Plekzationz

Nick Edwards

Editions Mego – 2012
par Simon, le 18 octobre 2012
7

Dix-huit années. C’est le temps qu’il a fallu à Nick Edwards pour retenter une aventure musicale sous son vrai nom. Entre une cassette sortie en 1994 et ce Plekzationz, il y a l’équivalent d’une arrivée au sommet de l’adolescence. Le moment de devenir adulte, de poser l’infâme disque de la maturité. Pourtant, tout au long de ces années, Edwards a gagné dans l’ombre une solide réputation entre des disques sortis sur Punch Drunk, Mordant Music ou Perc Trax – principalement sous son pseudo Ekoplekz – l’Anglais s’est imposé comme une figure dans la subversion dub/drone/bass music/indus. Fini de se planquer derrière pseudos et pochettes immondes, Nick Edwards nous apparaît ici le visage peint, sur Editions Mego pour un grand tour d’early electronics passablement expérimental. C’est peut-être pour ça qu’on a du mal à imaginer ce nouvel LP comme autre chose qu’un aboutissement dans sa quête d’identité. Il est difficile de déterminer en quoi sa présence sur Editions Mego tient de sa volonté de se rapprocher des « grands ». Lui qui a tout gagné avec un contenu certes bizarre  mais acceptable pour la secte Resident Advisor, se produire sur le label de Peter Rehberg tient du risque latent. Surtout quand on s’enfonce dans les sphères de la library music et de l’improvisation sur machines.

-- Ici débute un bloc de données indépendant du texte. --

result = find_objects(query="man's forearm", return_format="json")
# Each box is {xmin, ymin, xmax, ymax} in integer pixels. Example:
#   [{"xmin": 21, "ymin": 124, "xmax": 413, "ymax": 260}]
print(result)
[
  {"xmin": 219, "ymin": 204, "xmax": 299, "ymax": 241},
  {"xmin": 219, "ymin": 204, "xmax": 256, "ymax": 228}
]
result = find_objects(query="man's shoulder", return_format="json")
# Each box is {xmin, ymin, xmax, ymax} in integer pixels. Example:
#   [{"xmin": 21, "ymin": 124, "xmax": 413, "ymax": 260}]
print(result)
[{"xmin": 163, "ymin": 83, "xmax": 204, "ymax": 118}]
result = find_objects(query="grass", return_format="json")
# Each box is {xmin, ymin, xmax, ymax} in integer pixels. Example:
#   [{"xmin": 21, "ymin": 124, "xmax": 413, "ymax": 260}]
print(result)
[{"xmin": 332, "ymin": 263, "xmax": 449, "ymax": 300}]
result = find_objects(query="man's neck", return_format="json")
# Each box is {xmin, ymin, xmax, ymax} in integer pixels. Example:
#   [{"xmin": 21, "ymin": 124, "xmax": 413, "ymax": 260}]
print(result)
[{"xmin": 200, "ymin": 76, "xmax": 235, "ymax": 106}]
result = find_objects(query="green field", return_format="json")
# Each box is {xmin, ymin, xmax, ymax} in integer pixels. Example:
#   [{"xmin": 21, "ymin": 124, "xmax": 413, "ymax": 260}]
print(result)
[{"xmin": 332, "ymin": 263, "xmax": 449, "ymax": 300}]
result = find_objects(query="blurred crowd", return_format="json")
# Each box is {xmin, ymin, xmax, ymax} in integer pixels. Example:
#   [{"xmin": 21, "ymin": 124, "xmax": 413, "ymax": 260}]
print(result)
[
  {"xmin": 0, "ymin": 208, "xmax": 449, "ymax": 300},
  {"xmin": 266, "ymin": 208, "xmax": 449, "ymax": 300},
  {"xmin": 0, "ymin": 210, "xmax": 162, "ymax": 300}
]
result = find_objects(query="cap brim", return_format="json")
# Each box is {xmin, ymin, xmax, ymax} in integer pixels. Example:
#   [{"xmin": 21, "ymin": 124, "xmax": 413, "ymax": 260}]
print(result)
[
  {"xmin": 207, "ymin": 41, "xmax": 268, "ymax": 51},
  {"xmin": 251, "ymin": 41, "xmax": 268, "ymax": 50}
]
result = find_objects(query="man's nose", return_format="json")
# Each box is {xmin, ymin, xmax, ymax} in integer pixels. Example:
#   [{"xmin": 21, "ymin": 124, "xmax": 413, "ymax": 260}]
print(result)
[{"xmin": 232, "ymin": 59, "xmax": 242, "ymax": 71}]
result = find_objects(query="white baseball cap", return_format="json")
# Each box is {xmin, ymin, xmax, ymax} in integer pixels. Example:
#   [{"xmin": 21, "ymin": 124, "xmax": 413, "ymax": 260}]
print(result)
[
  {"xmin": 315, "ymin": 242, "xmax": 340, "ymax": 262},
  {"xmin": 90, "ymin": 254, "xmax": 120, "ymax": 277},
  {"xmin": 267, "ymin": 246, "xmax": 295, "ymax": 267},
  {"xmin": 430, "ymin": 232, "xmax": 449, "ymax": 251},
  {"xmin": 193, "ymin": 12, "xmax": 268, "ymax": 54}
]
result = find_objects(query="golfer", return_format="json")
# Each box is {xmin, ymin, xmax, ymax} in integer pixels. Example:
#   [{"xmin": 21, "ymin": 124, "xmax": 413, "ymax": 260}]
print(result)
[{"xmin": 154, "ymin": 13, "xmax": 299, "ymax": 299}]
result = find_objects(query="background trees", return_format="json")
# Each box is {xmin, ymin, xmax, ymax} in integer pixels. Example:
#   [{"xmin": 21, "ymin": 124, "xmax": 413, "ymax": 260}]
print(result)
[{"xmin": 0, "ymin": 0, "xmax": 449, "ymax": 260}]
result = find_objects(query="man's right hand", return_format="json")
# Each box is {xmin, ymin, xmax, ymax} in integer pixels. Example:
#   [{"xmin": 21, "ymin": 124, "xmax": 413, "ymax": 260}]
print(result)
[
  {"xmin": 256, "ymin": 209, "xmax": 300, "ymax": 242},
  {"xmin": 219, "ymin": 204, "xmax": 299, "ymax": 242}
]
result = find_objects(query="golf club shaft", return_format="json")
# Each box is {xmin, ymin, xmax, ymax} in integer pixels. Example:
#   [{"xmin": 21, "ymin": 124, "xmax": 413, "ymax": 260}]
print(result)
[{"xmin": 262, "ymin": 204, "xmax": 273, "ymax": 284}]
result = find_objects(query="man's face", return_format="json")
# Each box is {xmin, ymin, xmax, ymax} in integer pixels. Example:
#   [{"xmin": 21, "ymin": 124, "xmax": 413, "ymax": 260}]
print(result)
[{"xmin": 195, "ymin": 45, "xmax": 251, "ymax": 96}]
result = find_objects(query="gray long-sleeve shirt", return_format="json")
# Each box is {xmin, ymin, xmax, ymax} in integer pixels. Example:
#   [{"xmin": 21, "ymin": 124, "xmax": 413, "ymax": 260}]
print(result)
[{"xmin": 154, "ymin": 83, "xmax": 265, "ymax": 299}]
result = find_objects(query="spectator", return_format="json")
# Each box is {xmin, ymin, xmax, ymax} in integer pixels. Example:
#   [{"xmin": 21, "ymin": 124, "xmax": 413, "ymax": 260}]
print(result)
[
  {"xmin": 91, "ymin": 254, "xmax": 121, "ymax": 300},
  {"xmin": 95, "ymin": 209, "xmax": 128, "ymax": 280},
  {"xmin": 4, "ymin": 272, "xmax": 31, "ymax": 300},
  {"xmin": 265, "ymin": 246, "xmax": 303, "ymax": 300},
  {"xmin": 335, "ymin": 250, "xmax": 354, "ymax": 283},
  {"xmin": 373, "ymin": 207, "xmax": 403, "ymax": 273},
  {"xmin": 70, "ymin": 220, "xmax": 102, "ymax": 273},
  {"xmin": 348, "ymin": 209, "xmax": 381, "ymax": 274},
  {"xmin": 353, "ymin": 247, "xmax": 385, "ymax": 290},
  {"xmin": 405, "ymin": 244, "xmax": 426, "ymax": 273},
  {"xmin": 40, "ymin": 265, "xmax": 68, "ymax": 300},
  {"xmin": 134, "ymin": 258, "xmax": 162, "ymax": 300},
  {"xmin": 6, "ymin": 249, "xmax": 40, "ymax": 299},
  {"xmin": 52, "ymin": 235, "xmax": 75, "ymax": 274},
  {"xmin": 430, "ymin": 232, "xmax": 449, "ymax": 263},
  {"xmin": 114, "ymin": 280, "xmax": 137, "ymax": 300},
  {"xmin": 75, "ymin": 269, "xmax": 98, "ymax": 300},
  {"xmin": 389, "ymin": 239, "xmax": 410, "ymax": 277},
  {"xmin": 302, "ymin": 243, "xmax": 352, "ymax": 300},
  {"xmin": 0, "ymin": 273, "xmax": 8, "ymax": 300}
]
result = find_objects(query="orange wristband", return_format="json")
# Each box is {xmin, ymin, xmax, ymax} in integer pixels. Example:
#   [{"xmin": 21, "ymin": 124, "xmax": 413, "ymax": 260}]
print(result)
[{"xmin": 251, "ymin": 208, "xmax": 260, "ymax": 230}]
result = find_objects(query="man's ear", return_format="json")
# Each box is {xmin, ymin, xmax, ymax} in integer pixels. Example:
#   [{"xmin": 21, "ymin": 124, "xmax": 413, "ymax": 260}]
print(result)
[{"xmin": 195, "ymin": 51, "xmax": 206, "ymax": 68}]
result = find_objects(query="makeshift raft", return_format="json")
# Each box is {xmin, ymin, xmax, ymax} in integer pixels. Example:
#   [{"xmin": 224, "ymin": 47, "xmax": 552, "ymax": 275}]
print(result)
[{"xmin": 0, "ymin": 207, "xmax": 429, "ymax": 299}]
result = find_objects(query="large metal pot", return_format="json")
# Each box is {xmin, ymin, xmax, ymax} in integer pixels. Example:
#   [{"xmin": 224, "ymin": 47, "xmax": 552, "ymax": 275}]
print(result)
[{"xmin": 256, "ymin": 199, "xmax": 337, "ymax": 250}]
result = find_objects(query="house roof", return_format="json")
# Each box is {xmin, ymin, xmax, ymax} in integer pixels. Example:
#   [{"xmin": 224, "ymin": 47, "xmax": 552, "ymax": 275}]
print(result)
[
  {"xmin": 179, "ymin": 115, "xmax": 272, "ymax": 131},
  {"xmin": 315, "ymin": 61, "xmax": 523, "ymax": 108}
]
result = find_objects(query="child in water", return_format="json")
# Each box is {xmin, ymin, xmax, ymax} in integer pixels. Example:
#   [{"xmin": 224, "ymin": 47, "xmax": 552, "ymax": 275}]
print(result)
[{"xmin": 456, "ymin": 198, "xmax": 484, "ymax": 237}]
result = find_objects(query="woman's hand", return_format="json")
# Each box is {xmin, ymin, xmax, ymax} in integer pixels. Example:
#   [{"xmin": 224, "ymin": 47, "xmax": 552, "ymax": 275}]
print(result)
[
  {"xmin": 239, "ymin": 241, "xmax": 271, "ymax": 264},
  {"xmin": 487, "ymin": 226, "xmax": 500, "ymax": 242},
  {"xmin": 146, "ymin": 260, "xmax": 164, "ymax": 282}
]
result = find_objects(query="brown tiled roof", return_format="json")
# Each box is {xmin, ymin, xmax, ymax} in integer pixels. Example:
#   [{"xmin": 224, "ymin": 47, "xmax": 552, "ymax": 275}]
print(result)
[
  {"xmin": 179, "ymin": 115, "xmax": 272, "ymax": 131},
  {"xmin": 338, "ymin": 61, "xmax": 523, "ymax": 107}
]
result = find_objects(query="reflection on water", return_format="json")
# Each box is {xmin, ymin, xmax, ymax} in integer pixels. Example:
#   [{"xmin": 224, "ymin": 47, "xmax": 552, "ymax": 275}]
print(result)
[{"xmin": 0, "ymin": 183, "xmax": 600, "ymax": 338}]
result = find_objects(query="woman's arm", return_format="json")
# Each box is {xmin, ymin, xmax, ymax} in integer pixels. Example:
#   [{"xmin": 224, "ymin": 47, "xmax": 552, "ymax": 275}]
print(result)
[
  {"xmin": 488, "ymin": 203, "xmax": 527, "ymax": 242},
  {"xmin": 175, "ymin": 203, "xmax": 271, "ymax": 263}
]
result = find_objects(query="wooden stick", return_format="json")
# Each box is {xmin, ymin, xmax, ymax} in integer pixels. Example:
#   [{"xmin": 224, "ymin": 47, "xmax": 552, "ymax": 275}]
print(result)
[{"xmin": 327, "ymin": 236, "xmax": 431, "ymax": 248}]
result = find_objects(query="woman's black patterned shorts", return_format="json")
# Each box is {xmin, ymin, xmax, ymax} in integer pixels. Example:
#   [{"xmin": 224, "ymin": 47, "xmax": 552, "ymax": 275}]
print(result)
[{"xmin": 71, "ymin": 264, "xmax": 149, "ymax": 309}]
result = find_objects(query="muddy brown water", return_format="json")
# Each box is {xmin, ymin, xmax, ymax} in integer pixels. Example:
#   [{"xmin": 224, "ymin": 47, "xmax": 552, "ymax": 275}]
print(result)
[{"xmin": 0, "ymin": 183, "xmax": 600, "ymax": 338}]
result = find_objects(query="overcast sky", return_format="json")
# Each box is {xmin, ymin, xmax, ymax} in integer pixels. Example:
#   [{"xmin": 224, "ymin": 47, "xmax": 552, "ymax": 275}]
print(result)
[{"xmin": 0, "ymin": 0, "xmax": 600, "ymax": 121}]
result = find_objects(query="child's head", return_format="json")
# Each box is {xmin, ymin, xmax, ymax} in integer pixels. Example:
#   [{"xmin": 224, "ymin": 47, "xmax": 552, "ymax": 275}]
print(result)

On prévient tout de suite, Plekzationz est un disque d’apparence difficile, un pur produit de l’industrie musicale oblique. Comme tout grand disque d’improvisation en hardware, ce disque ne connait pas de limite, pas de contours ni de structure calibrée. Il avance à sa manière, au gré des tribulations de quelques machines posées à même la table. Ceci étant dit, nous n’inventerons pas que Plekzationz est un disque sans codes. Au contraire, il en est plein à craquer. Des références plus ou moins dissimulées qui vont des grandes pionnières de l’industrie électronique des 50’s (Daphné Oram, Delia Derbyshire et son BBC Radiophonic Workshop) au krautrock en passant par les techniques sonores empruntées au dub originel (ses échos, ses pédales, sa densité). On pourrait encore citer Throbbing Gristle pour l’ambiance légèrement indus, les films de science-fiction pour la manière incongrue de poser les sons façon DIY. On pourrait en citer encore d’autres. Alors, on se ballade sur ces quatre pistes de quinze minutes comme un on regarde une succession de fresques. Les premières écoutes ne sont pas forcément renversantes, et pourtant l’envie d’y retourner subsiste à chaque fois que l’aventure se termine.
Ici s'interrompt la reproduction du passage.